The anticipated near-absence of CYP2A13 transcripts in individuals homozygous for the 7520G allele would likely lead to dramatic decreases in CYP2A13 protein levels. Individuals homozygous for the 7520G allele were detected in the African American (3/41) and Hispanic (1/48) population groups, which had the highest allele frequencies for this variation (26.8 and 17.7%, respectively), although none of the lung samples analyzed was homozygous for this allele. A dramatic decrease in CYP2A13 protein levels will likely cause a significant decrease in the rate of NNK metabolic activation in the lung, and consequently a much-reduced susceptibility to development of smoking-induced lung adenocarcinoma.
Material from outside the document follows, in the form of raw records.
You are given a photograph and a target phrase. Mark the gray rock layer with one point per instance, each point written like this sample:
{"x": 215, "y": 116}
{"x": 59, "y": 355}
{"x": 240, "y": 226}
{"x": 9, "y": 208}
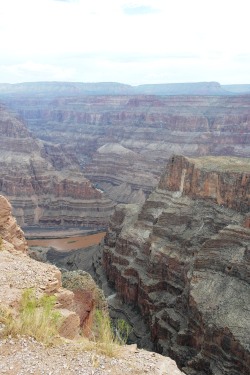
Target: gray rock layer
{"x": 184, "y": 261}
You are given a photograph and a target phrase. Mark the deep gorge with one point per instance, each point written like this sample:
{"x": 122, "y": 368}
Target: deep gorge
{"x": 177, "y": 244}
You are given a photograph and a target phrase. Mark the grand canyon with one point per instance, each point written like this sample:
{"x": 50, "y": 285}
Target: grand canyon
{"x": 165, "y": 171}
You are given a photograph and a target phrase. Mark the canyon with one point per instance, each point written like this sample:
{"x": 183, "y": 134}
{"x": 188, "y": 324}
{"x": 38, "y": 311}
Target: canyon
{"x": 182, "y": 259}
{"x": 122, "y": 142}
{"x": 177, "y": 163}
{"x": 77, "y": 296}
{"x": 40, "y": 194}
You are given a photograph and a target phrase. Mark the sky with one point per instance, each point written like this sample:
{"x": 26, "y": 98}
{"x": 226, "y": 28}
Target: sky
{"x": 133, "y": 42}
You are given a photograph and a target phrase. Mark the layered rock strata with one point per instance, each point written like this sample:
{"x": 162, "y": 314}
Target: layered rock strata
{"x": 40, "y": 194}
{"x": 122, "y": 142}
{"x": 183, "y": 260}
{"x": 19, "y": 272}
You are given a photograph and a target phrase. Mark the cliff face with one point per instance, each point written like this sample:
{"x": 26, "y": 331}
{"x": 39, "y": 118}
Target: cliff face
{"x": 39, "y": 193}
{"x": 183, "y": 260}
{"x": 11, "y": 234}
{"x": 18, "y": 272}
{"x": 122, "y": 142}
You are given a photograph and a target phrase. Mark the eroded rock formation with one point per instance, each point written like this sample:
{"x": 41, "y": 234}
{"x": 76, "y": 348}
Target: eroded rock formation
{"x": 183, "y": 260}
{"x": 123, "y": 142}
{"x": 19, "y": 272}
{"x": 40, "y": 194}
This prediction is based on a recent finding that the Arg257Cys variant allele (CYP2A13^*2), which has a mere 50% decrease in metabolic activity (Zhang et al., 2002), was significantly associated with a substantial reduction in the risk of smoking-induced lung adenocarcinoma in a large-scale case-control study (Wang et al., 2003).
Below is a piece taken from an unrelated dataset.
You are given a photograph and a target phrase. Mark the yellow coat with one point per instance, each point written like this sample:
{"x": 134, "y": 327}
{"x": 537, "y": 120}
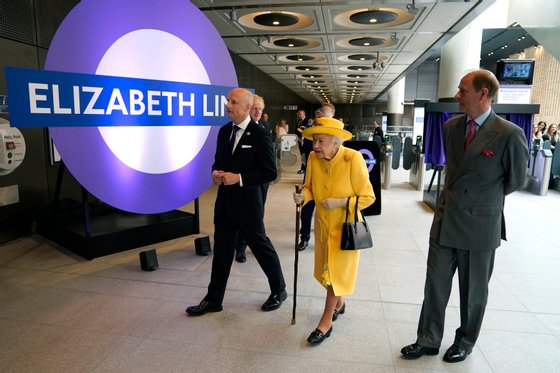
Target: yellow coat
{"x": 345, "y": 175}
The maximal decrease in total CYP2A13 mRNA level resulting from the essential loss of expression of the 7520G-containing allele in heterozygous individuals would be ∼50%. However, the impact of such a decrease on total CYP2A13 mRNA levels in heterozygotes will be difficult to determine, because the expression of both 7520G and 7520C alleles are likely subject to additional influences by numerous trans-acting factors, such as medical history and environmental exposures, and genetic polymorphisms in the proteins that regulate the expression of CYP2A13 in the respiratory tract. Indeed, total CYP2A13 mRNA levels varied by >100-fold in both 7520C/C and 7520C/G groups. Therefore, the functional impact of the 7520G-containing haplotypes will be variable in heterozygotes.
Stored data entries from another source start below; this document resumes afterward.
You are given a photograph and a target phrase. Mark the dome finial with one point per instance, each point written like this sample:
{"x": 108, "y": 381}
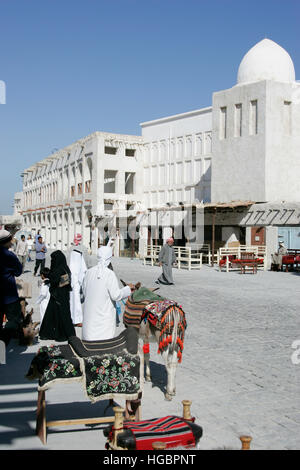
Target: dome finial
{"x": 266, "y": 61}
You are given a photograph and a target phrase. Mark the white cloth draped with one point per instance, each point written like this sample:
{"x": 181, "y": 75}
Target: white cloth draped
{"x": 43, "y": 299}
{"x": 78, "y": 270}
{"x": 101, "y": 290}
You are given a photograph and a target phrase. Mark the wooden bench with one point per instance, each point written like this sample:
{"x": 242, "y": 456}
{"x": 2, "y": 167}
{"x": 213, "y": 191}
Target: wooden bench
{"x": 291, "y": 260}
{"x": 228, "y": 255}
{"x": 42, "y": 424}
The mechanisms underlying the association of the 7520C > G variation and decreased CYP2A13 expression remain to be determined. It is not clear whether the 7520C > G variation is responsible for the low transcript abundance of the variant allele, or whether it is only a marker variation. Analyses of the SNP distribution among the 16 samples heterozygous for the 7520C > G SNP seem to rule out all other known SNPs, except 1757A > G, in the coding, intronic, and 5′-flanking regions (up to -2 kilobases) as the common cause of low expression of the 7520G-containing allele in all samples examined. It will be helpful to learn whether the 7520C > G variation, which is located in the 3′-UTR, plays a role in the regulation of CYP2A13 mRNA stability. SNPs in the 3′-UTR of the human glycoprotein PC-1 gene (Frittitta et al., 2001), and a variant in the 3′-UTR of the human protein tyrosine phosphatase 1B gene (Di Paola et al., 2002), have been found to modify mRNA stability of the corresponding genes. It will also be interesting to determine whether the 1757A > G variation, which is located in intron 3, affects RNA splicing, or whether the low-expression phenotype is associated with a decreased rate of CYP2A13 transcription. Numerous instances have been reported in which SNPs affect splicing of a P450 transcript, such as the cases found for CYP1A2 (Allorge et al., 2003), CYP2C19 (de Morais et al., 1994; Ibeanu et al., 1999), and CYP3A5 (Kuehl et al., 2001), although the CYP2A13 1757A > G SNP does not occur at a known splicing site. Several examples have also been reported where SNPs in the promoter or enhancer region affect CYP expression, such as the cases found for CYP1A2 (Nakajima et al., 1999; Sachse et al., 1999; Aklillu et al., 2003), CYP2A6 (Pitarque et al., 2001, 2004; Kiyotani et al., 2003), and CYP2B6 (Lamba et al., 2003). Finally, it will be interesting to determine whether the low-expression phenotype of the CYP2A13 7520G-containing allele also occurs in the olfactory mucosa, where CYP2A13 is expressed at much higher levels than in the lung (Su et al., 2000). Significant interindividual differences in the level of CYP2A proteins have been observed in microsomes from fetal nasal mucosa (Gu et al., 2000), consistent with potential involvement of genetic polymorphisms that affect CYP2A13 expression.